Neben den Wohncontainern gibt es noch Gemeinschafts- und Verwaltungscontainer. In einem Verwaltungscontainer sitzt Bärbel Behnke. Sie arbeitet für den gemeinnützigen Träger „mitHilfe“, der die Unterkunft seit Mai 2017 betreibt. „Mittlerweile sieht es ein bisschen aus wie ein holländisches Feriendorf“, freut sie sich. Gerade im Sommer sei viel gemeinsam mit den Bewohnern entstanden: Sport- und Grillflächen haben sie gebaut, vor den Containern wachsen kleine Gärten. Dass aber nicht nur alles positiv läuft, und vor manchen Containern sich Müll sammelt und Unkraut wuchert, weiß Behnke auch. „Für viele Flüchtlinge war es anfangs ein Schock, in einen Container zu ziehen“, sagt sie.

Feste für die Stärkung des Gemeinschaftsgefühls

Viele schieben Frust über ihre unklare Perspektive, zudem haben sie mit schweren Traumatisierungen zu kämpfen. Behnke und ihr Team aus insgesamt elf hauptangestellten und ehrenamtlichen Kräften versuchen den Flüchtlingen bei möglichst vielem zu helfen. Das fängt an bei der Zimmereinteilung. Das Landesamt für Flüchtlinge weist den Tempohomes jeweils Flüchtlinge zu, vor Ort achten die Betreuer darauf, dass diese zumindest in den Zimmern die gleiche Sprache sprechen. Auch der Altersunterschied sollte nicht zu groß sein. Von den 250 Flüchtlingen in Lichtenberg sind laut Behnke ein Drittel Familien, der Rest meistens Männer von 18 bis 30 Jahren. Überwiegend kommen die Flüchtlinge aus Syrien, Afghanistan und dem Irak.
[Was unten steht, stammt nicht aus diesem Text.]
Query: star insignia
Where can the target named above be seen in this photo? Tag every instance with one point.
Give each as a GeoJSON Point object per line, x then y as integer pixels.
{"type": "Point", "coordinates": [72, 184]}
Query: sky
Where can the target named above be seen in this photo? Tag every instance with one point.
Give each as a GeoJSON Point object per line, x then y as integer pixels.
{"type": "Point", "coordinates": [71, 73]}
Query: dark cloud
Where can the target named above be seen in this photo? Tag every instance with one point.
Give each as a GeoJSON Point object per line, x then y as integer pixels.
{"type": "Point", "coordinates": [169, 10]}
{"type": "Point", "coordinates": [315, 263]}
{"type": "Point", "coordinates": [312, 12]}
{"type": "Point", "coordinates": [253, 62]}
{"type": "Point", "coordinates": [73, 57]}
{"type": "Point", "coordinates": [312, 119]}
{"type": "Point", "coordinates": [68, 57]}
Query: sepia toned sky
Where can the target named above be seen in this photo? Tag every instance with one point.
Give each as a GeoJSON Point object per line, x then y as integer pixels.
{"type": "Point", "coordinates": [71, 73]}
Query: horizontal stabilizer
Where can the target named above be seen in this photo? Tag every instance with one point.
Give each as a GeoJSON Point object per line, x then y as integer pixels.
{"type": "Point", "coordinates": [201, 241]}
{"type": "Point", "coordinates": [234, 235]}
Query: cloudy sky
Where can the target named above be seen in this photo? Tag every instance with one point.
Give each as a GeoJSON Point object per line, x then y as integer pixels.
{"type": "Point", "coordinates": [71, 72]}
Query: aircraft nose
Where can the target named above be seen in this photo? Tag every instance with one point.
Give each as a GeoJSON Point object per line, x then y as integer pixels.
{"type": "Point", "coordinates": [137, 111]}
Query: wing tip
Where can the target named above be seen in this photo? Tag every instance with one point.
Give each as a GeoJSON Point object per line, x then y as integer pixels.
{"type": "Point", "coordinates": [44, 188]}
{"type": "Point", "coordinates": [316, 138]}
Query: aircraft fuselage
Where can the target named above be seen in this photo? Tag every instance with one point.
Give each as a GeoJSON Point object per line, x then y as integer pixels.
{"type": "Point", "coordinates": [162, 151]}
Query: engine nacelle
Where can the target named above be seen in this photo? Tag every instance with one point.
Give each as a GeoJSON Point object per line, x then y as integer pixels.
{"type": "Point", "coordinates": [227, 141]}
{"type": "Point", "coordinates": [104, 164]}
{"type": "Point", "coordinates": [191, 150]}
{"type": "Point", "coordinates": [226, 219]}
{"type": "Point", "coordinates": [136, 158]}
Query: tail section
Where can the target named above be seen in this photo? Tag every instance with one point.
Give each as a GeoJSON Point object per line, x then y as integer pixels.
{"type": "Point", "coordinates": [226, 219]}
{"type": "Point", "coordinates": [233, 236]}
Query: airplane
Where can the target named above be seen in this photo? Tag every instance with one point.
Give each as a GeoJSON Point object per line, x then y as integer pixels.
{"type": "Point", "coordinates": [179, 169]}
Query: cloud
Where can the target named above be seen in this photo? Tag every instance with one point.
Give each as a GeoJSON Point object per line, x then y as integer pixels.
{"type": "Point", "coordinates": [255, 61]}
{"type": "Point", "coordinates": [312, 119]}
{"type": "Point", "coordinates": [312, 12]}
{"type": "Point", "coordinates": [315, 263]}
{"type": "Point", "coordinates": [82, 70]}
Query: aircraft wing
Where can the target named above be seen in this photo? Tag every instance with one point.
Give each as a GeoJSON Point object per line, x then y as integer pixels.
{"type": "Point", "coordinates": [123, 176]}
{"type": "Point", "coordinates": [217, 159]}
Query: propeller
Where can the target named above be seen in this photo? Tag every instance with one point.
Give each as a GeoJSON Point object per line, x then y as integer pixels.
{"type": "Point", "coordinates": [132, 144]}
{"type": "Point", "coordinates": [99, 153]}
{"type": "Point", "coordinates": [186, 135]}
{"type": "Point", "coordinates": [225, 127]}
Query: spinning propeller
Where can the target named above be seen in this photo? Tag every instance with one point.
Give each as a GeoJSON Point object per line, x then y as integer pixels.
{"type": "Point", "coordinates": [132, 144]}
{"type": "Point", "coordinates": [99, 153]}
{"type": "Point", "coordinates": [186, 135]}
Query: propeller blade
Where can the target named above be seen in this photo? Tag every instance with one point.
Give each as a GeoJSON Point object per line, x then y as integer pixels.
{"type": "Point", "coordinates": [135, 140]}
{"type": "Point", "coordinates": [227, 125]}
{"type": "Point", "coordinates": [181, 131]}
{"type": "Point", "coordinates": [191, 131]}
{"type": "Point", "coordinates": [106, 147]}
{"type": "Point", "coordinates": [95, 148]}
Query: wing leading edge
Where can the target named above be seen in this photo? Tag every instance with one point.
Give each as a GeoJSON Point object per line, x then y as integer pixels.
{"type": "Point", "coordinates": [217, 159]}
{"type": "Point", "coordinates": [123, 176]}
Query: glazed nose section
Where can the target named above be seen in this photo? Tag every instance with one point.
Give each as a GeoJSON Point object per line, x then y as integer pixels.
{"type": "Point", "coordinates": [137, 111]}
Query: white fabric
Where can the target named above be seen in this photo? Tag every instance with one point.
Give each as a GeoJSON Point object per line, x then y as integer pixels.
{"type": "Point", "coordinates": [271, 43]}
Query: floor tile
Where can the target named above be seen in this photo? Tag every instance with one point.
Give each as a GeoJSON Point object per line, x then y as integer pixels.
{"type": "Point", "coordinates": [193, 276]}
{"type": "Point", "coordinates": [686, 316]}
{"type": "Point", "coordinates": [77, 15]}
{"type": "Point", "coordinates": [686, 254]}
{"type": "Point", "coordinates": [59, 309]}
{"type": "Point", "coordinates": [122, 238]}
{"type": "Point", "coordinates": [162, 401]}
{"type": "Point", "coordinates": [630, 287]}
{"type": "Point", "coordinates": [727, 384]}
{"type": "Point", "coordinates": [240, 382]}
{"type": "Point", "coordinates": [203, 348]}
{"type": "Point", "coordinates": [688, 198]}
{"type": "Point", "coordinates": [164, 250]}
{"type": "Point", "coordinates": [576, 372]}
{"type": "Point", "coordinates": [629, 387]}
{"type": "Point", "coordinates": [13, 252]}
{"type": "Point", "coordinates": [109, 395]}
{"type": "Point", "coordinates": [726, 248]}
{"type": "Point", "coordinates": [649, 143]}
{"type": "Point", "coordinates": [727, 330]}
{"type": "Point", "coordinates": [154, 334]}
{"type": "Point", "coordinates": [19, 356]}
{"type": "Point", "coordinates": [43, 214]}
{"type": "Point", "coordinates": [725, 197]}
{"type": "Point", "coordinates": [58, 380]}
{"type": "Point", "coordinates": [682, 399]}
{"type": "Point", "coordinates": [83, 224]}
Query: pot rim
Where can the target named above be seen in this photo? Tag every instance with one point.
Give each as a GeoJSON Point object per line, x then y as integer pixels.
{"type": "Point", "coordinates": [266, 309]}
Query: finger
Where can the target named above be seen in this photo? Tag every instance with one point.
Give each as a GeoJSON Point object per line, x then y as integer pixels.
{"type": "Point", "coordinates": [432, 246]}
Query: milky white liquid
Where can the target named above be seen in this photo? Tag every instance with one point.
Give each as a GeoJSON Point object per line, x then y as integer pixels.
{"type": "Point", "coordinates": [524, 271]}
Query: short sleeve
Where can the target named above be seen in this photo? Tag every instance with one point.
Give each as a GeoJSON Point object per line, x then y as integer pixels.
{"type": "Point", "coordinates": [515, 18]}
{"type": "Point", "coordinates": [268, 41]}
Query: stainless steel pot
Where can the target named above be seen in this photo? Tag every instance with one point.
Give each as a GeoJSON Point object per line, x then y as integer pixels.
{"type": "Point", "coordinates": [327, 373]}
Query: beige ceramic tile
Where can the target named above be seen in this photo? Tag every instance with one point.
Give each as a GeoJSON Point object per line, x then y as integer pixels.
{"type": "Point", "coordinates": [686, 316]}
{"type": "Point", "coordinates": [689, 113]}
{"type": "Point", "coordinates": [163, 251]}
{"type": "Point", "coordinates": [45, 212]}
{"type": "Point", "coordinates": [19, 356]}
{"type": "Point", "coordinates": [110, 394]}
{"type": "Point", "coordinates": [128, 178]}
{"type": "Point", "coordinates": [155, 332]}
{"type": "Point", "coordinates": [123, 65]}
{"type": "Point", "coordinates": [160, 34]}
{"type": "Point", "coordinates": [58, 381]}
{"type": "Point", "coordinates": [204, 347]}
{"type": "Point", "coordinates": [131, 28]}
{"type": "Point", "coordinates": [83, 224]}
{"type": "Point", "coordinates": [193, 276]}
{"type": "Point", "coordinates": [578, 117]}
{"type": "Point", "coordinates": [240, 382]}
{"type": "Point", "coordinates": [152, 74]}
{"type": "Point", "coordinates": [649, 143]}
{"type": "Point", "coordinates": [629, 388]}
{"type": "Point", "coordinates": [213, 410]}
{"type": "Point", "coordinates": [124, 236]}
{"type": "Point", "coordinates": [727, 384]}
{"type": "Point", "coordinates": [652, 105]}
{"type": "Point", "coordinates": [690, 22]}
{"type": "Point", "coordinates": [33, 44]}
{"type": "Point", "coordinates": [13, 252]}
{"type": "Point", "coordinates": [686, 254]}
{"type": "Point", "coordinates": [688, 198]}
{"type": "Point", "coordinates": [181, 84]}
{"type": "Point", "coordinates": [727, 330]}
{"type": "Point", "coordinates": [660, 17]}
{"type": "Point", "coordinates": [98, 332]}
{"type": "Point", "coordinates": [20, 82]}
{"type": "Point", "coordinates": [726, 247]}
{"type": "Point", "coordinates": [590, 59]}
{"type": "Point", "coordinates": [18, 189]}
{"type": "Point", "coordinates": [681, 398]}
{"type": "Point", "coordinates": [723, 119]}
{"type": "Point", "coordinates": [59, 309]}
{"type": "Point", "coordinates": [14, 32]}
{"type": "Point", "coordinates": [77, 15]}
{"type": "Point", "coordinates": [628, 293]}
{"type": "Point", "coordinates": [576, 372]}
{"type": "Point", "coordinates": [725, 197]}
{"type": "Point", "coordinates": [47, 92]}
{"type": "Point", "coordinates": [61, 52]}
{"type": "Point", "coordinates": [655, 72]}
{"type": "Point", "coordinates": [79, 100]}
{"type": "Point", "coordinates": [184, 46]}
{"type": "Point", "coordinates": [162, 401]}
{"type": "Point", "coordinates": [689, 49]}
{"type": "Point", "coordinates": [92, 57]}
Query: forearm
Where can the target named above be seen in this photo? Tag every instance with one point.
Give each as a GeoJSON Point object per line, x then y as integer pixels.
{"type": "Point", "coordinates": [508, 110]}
Um das Gemeinschaftsgefühl zu stärken, werden im Tempohome Feste gefeiert. Vor Kurzem eine Weihnachtsfeier, im Juni das Zuckerfest, im März Kurdisches Neujahr. Das öffentliche Leben im Tempohome findet in den Gemeinschaftscontainern statt: Hier können die Kinder spielen, in einem Klassenraum wird Deutsch- Unterricht abgehalten, es gibt einen Nähraum. Doch das Leben im Containerdorf ist zeitlich begrenzt. Bis 2019 steht das Tempohome in Lichtenberg. Bis dahin sollen die meisten Flüchtlinge eine eigene Bleibe gefunden haben. Leila Auwarei sucht mit ihrer Familie schon seit Langem. Bislang erfolglos.